Hoeven Announces $700,000 in DOE Funding for Energy & Environmental Research Center at UND to Develop Allam Cycle
WASHINGTON – Senator John Hoeven, a member of the Senate Energy and Appropriations Committees, today announced that the U.S. Department of Energy (DOE) has awarded a $700,000 grant to the Energy and Environmental Research Center (EERC) at the University of North Dakota (UND). The funds will be used to build and operate a direct-fired, supercritical CO2 cycle pilot plant which will help develop the Allam Cycle, technology to reduce CO2 emissions and increase efficiency in coal-fired and natural gas power plants.
“Today’s funding will be used to build a pilot plant which will be an important part in the overall development of the Allam Cycle,” said Hoeven. “By developing the Allam Cycle, EERC will help make carbon capture technology more commercially viable, which means we will be able to produce more energy from coal and with fewer emissions. We continue to work to advance this and other technology that will help secure the energy future of North Dakota and our nation.”
Hoeven continues to work to advance technologies like the Allam Cycle, Project Tundra, carbon capture and sequestration (CCS) and others to help reduce emissions from both traditional and renewable energy sources.
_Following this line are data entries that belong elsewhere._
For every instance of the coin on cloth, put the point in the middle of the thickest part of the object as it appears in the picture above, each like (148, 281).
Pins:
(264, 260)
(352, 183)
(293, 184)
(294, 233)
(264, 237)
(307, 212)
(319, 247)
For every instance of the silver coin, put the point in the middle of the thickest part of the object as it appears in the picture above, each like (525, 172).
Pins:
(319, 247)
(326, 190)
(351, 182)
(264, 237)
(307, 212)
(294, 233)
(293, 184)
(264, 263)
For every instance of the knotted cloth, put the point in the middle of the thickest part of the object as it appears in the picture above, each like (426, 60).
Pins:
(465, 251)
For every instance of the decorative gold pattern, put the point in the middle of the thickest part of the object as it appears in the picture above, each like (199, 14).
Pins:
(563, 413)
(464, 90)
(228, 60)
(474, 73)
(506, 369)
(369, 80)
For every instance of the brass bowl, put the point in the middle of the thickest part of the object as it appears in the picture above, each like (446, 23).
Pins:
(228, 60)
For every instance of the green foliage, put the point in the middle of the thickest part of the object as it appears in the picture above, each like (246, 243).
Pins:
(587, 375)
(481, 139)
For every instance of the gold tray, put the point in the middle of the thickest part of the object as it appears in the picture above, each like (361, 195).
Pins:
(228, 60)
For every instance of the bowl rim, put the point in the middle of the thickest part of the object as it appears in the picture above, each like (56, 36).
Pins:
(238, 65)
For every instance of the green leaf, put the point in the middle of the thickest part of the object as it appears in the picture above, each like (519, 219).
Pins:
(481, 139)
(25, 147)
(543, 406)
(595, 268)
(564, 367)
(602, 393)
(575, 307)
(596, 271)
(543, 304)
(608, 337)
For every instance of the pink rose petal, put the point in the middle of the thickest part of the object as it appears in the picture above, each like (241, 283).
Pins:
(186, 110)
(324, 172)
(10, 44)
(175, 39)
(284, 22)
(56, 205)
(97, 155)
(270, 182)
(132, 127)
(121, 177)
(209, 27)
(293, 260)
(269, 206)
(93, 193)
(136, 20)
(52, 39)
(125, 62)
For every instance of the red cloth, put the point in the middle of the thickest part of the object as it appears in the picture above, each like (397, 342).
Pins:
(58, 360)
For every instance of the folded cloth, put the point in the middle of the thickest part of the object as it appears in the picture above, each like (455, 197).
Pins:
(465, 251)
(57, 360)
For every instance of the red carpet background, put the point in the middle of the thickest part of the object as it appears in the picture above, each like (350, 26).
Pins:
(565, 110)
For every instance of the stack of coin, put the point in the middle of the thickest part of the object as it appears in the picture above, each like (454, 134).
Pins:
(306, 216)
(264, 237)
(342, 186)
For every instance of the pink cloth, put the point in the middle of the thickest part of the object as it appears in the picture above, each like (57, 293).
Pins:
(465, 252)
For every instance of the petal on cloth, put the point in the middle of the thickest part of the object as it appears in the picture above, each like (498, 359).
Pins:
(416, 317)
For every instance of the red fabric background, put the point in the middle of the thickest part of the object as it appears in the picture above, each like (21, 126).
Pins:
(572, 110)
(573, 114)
To this end, the senator worked to support DOE’s CCS and advanced coal technology programs in the annual appropriations bills for Fiscal Years 2017 and 2018.
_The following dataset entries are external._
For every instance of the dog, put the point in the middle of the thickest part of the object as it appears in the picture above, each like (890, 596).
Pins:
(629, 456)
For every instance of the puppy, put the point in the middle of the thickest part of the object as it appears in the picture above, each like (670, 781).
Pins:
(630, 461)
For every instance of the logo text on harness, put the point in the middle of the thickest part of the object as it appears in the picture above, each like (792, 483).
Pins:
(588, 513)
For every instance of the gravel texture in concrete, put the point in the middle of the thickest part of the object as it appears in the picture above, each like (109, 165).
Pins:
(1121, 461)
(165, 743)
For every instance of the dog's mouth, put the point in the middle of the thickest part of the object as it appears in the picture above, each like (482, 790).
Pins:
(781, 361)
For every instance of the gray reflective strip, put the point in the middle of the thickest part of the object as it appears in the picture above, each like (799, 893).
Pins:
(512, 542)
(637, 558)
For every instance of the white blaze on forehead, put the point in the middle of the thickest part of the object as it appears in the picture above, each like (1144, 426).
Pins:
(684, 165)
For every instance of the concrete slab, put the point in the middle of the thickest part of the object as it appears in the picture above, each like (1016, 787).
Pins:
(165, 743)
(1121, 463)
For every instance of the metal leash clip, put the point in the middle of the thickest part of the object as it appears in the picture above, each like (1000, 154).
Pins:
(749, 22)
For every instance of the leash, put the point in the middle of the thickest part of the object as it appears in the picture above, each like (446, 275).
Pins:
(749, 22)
In addition, the senator recently introduced the CO2 Regulatory Certainty Act to align tax guidelines with existing federal regulations to ensure that developers of CCS projects can use the Section 45Q tax credit. The Senator also secured a first-of-its-kind approval for North Dakota to have regulatory primacy over Class VI injection wells, which are used for long-term storage of CO2.